Strings, Branes and Symmetries
Doctoral thesis, 1997
Recent dramatic progress in the understanding of the non-perturbative structure of superstring theory shows that extended objects of various kinds, collectively referred to as p-branes, are an integral part of the theory. In this thesis, comprising an introductory text divided in two parts and seven appended research papers (Papers I-VII), we study various aspects of p-branes with relevance for superstring theory.
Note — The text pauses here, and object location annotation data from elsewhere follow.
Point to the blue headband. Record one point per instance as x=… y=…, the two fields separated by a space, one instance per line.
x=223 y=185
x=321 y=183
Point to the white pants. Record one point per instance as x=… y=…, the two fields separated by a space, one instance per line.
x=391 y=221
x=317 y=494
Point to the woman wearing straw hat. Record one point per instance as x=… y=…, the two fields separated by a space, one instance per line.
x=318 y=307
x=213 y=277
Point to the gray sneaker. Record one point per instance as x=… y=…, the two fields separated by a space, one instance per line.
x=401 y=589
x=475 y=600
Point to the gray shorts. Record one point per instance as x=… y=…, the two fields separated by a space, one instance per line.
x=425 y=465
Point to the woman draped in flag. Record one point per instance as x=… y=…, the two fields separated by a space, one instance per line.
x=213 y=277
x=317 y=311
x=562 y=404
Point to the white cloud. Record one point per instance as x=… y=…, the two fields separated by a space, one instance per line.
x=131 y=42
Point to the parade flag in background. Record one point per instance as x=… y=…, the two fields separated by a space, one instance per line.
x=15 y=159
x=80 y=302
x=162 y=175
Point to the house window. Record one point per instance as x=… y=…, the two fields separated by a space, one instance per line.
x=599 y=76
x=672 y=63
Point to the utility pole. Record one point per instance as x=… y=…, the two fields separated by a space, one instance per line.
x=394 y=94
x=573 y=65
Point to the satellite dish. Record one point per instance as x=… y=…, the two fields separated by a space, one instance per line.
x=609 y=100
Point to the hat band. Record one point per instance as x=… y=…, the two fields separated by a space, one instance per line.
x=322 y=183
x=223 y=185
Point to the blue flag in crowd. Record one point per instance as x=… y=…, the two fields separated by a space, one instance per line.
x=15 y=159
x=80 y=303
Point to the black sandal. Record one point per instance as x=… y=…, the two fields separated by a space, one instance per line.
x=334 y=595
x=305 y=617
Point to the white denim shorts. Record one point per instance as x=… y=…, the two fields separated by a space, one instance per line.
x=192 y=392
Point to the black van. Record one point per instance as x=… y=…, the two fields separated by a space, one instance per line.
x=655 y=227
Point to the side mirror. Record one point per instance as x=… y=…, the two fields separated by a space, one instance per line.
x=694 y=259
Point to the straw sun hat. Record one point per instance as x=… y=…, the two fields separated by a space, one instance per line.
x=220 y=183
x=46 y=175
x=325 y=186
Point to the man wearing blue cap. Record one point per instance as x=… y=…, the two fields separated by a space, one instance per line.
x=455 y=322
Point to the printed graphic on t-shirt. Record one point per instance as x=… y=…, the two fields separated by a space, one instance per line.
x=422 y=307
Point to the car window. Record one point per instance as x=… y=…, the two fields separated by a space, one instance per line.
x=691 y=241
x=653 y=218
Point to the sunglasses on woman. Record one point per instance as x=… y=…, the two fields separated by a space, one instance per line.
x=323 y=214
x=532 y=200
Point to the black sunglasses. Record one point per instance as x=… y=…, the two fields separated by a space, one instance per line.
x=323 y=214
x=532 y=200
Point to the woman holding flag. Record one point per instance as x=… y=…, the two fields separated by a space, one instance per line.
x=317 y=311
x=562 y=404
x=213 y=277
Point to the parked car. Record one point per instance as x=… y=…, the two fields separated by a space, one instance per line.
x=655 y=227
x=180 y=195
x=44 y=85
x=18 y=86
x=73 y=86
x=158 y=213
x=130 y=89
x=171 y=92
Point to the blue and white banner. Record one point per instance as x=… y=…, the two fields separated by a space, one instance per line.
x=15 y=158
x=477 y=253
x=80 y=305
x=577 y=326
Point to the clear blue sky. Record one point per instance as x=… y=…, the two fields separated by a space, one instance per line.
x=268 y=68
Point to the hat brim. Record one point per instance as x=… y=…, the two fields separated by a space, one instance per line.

The first part of the introductory text is a brief review of string theory focusing on the role of p-branes. In particular, we consider the so-called D-branes which currently are attracting a considerable amount of attention. The purpose of this part is mainly to put into context the results of Papers IV, V and VI concerning action functionals describing the low-energy dynamics of D-branes. More specifically, in Paper IV we study reformulations of the Dirac-Born-Infeld action involving an auxiliary world-volume metric. In Papers V and VI we then construct the supersymmetric and kappa-symmetric actions for D-branes propagating in curved type II supergravity backgrounds (for p=3 in Paper V and then for arbitrary p in Paper VI). The discussion of perturbative string theory given in this part of the introduction is also intended to provide some background to Paper II which contains an application of the Reggeon-sewing approach to the construction of string vertices.
The second part covers a rather different subject, namely higher-dimensional loop algebras and their cohomology, with the aim of facilitating the reading of Papers I, III and VII. The relation to p-branes is to be found in Paper I where we introduce a certain higher-dimensional generalization of the loop algebra Map(S1, g) and discuss its potential applicability as a symmetry algebra for p-branes. Papers III and VII are mathematically oriented outgrowths of this paper addressing the issue of realizing algebras of this kind, known in physics as current algebras, in terms of pseudodifferential operators (PSDOs). The main result of Paper III is a proof of the equivalence between certain Lie-algebra cocycles on the space of second-quantizable PSDOs. This result is of general validity in the sense that it is not restricted to any particular current algebra that one might wish to realize in this manner. Finally, in Paper VII we present a partially successful attempt at finding such a realization of the algebra introduced in Paper I.